Academics from Cornell University have concluded that machine learning could potentially be used for applications such as automated checkout systems following an experiment using the technology to identify what food and drink Oktoberfest-goers preferred.
The published datasets [PDF] revealed that 1,100 images were analysed as part of the research. The images were captured over 11 days using a video camera that was installed above a checkout in a beer tent during the world's largest beer festival in Munich, Germany.
Only a small amount of available data was analysed however, the academics said, noting that analysing all the data would be "very labour-intensive".
Instead, they suggested one possible way around this would be to use self-training -- or "pseudo labelling".
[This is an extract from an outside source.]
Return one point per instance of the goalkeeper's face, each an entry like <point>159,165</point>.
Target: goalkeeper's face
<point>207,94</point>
"Pseudo labelling uses a model trained on the labelled data to annotate the unlabelled data. On this automatically annotated data, a new model can be trained that would see more training data at the cost of possible errors in the annotations," the researchers said.
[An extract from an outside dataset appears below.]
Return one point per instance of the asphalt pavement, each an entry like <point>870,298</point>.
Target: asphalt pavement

As part of the research, the academics also evaluated the impact of training machine learning systems using daytime only images to examine night time images with low saturation, and it uncovered that performance dropped "substantially".
"Thus, we need night time images in the training set for stable result," the paper stated.
To further examine the performance of the machine learning models, the researchers extracted 85 test images that featured difficult cases like images where many objects are close to each other, there is large obstruction by waiters, or motion blur.
The researchers also used data from the last two days of the event to evaluate the models that were trained on data from the first nine days.
As part of releasing the datasets, the academics have also made available the remaining 600GB of data that was not analysed.
The academics said while deep learning is suitable for detecting objects, it is critical that detection results are stable for automated checkout services.
"In order to get closer to this goal, more research has to be conducted and/or more data needs to be annotated. The dataset we release gives a starting point," the academics said.